Original language
English
Country
United Kingdom
Date of text
Status
Decided
Type of court
National - higher court
Sources
Court name
High Court
Seat of court
Leeds
Reference number
[2010] EWHC 810 (Ch)
Files
Justice(s)
Behrens.
Abstract
The High Court determined that, in an application for the registration of a new green under section 22(1A) of the Commons Registration Act 1965, as amended by section 98 of the Countryside and Rights of Way Act 2000 (“CROW”) (now replaced by section 15 of the Commons Act 2006), there was no bar to there being users from more than one neighbourhood upon whose use the application for registration was reliant. Section 22(1A) provided that “land falls within this subsection if it is land on which for not less than twenty years a significant number of the inhabitants of any locality or of any neighbourhood within a locality have indulged in lawful sports and pastimes as of right…”.
Section 15 of the Commons Act provides that “any person may apply to the Commons Registration Authority to register land as a town or village green where a significant number of the inhabitants of any locality, or of any neighbourhood within a locality, have indulged as of right in lawful sports and pastimes on the land for a period of at least 20 years…”. The reference to “any neighbourhood within a locality” was first introduced by the amendment under s98 of CROW, the earlier statutory provision referring only to a locality. It is generally accepted that the purpose for this amendment was to make it easier for applicants to meet the statutory test. This amendment was regarded as particularly helpful to those seeking registration of land in an urban (rather than rural) context where the identification of a “locality” could sometimes be difficult, if not impossible.

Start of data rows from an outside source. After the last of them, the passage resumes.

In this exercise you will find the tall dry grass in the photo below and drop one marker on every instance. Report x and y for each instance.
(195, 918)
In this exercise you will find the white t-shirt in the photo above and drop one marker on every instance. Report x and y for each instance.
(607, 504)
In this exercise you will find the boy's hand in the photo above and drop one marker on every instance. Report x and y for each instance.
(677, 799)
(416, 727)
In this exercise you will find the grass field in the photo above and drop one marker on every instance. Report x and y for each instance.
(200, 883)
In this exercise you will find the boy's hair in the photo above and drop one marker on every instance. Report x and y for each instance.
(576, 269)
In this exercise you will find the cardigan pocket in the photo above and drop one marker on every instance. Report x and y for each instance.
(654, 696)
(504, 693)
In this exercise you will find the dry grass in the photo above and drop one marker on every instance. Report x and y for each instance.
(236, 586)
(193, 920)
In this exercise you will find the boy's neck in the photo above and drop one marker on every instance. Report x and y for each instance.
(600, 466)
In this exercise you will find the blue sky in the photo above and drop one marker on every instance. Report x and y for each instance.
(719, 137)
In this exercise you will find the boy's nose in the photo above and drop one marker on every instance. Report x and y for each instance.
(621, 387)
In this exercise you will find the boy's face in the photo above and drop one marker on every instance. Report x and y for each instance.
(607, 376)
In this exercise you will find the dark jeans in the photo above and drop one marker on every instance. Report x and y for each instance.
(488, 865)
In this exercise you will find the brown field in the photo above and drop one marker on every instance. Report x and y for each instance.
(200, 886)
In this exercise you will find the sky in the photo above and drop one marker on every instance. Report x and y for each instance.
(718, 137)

Whilst the Judge concluded that the Inspector had erred in his finding that there was a single neighbourhood, the Judge held that the land could, nevertheless, be registered on the basis that the users came from two identifiable neighbourhoods. This inevitably gave rise to a discussion of whether the statutory test could be met where more than one neighbourhood is relied upon in such an application. The Judge said “the Act now only requires a ‘significant number of the inhabitants of ‘any neighbourhood within a locality to have indulged in the activities. There is nothing in the wording limiting the neighbourhood to ‘one neighbourhood and there is no logical reason why there cannot be two or more neighbourhoods”.